The structural and magnetic properties of Y 0.5 Er 0.5 Fe 2 D 4.2 deuteride have been investigated by continuous high field magnetic measurements up to 35 T and neutron powder diffraction experiments versus temperature and applied field. Y 0.5 Er 0.5 Fe 2 D 4.2 crystallizes in a monoclinic structure (Pc space group) resulting from the deu-terium order into 18 interstitial tetrahedral sites. At low field, the deuteride is ferrimagnetic (Ferri) up to 38 K, between 38 and 50 K, it undergoes a first order transition towards an antiferromagnetic (AFM) structure, which remains present up to T N = 115 K. Upon applied field, two different types of metamagnetic behavior are observed depending on the temperature range.
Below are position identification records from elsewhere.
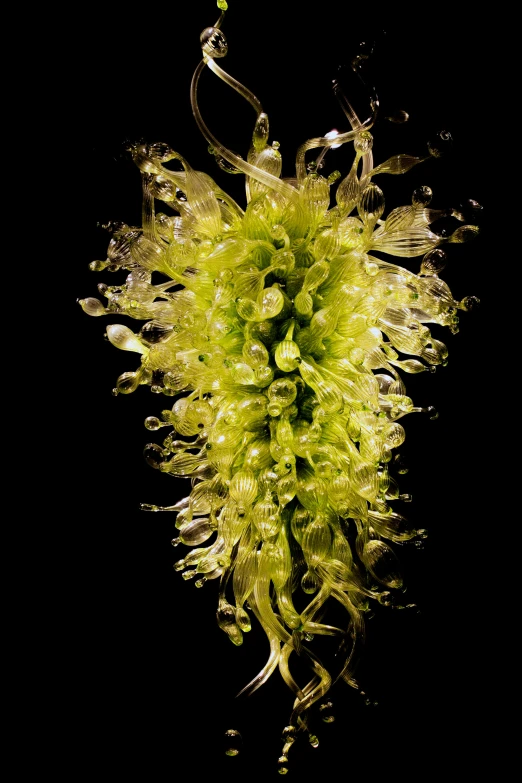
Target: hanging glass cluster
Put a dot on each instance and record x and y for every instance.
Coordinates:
(281, 336)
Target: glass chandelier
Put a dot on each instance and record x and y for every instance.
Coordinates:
(282, 329)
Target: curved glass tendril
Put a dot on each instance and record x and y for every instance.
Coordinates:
(281, 337)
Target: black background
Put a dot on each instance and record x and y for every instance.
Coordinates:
(150, 678)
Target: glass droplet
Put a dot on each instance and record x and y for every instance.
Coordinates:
(326, 712)
(153, 455)
(213, 42)
(233, 742)
(440, 144)
(422, 196)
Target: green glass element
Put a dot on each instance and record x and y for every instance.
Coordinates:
(281, 338)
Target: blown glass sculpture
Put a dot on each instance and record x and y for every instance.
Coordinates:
(281, 333)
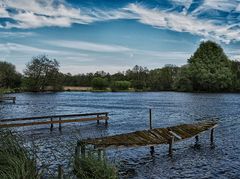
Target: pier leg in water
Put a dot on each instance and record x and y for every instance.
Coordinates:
(51, 128)
(60, 124)
(152, 150)
(211, 138)
(60, 172)
(197, 145)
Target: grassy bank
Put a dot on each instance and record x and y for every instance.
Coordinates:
(92, 166)
(15, 160)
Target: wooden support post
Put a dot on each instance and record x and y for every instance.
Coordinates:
(97, 120)
(106, 121)
(77, 149)
(99, 154)
(60, 124)
(171, 141)
(150, 118)
(51, 124)
(60, 172)
(197, 139)
(83, 150)
(152, 150)
(211, 137)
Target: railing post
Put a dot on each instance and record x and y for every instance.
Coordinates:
(211, 136)
(51, 124)
(60, 124)
(60, 172)
(171, 141)
(150, 118)
(106, 121)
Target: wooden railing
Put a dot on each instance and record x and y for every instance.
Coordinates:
(54, 119)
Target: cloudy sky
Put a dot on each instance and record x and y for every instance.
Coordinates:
(113, 35)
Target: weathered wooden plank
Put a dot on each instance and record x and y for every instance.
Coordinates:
(53, 116)
(52, 122)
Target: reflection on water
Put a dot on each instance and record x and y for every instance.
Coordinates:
(129, 112)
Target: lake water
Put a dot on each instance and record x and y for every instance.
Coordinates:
(129, 112)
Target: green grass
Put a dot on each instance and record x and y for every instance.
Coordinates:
(15, 160)
(91, 167)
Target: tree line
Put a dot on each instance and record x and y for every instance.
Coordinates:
(207, 70)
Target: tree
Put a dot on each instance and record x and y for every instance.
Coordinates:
(120, 85)
(99, 83)
(9, 77)
(42, 72)
(210, 68)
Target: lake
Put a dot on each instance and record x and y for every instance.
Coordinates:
(129, 112)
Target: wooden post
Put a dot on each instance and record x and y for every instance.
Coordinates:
(211, 137)
(60, 172)
(99, 154)
(60, 124)
(51, 124)
(83, 150)
(77, 149)
(171, 141)
(197, 139)
(97, 120)
(106, 121)
(150, 118)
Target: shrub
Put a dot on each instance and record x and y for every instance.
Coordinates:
(120, 85)
(99, 83)
(15, 160)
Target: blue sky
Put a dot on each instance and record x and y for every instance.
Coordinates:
(113, 35)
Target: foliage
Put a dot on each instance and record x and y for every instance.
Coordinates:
(210, 68)
(99, 83)
(120, 85)
(9, 77)
(90, 167)
(15, 160)
(40, 73)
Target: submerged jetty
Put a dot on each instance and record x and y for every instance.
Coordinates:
(7, 98)
(152, 137)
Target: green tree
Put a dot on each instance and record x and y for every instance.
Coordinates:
(41, 72)
(9, 77)
(99, 83)
(120, 85)
(210, 68)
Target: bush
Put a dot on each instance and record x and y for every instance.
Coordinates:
(99, 83)
(120, 85)
(15, 160)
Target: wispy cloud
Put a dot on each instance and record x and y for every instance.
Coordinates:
(34, 14)
(81, 45)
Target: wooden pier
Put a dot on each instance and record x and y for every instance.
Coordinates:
(55, 119)
(7, 98)
(153, 137)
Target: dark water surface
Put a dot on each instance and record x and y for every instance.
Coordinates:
(129, 112)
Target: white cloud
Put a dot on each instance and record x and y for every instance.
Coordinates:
(35, 14)
(81, 45)
(185, 23)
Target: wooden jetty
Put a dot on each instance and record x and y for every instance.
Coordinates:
(7, 98)
(55, 119)
(153, 137)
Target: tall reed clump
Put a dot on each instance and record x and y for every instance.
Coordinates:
(91, 166)
(15, 160)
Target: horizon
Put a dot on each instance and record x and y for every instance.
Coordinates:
(114, 36)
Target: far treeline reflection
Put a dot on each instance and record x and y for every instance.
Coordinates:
(208, 70)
Below 38 K, a forced ferrimagnetic-ferromagnetic (FM) transition is observed at a transition field B Trans of only 7 T (at 2 K), which is among the smallest encountered for Fe rich intermetallics. B Trans is not very sensitive to temperature changes nor to the Er content and its moderate value is explained by a deuterium induced weakening of the Er-Fe interaction. The second metamagnetic transition, observed between 38 and 150 K, from an AFM (Para) towards a FM structure, is related to the itinerant electron metamagnetic behavior of the Fe sublattice. B Trans increases linearly versus temperature with a dB/dT slope of 0.24 ± 0.01 T.K −1. Above B Trans , Er moments parallel to the Fe moments are induced.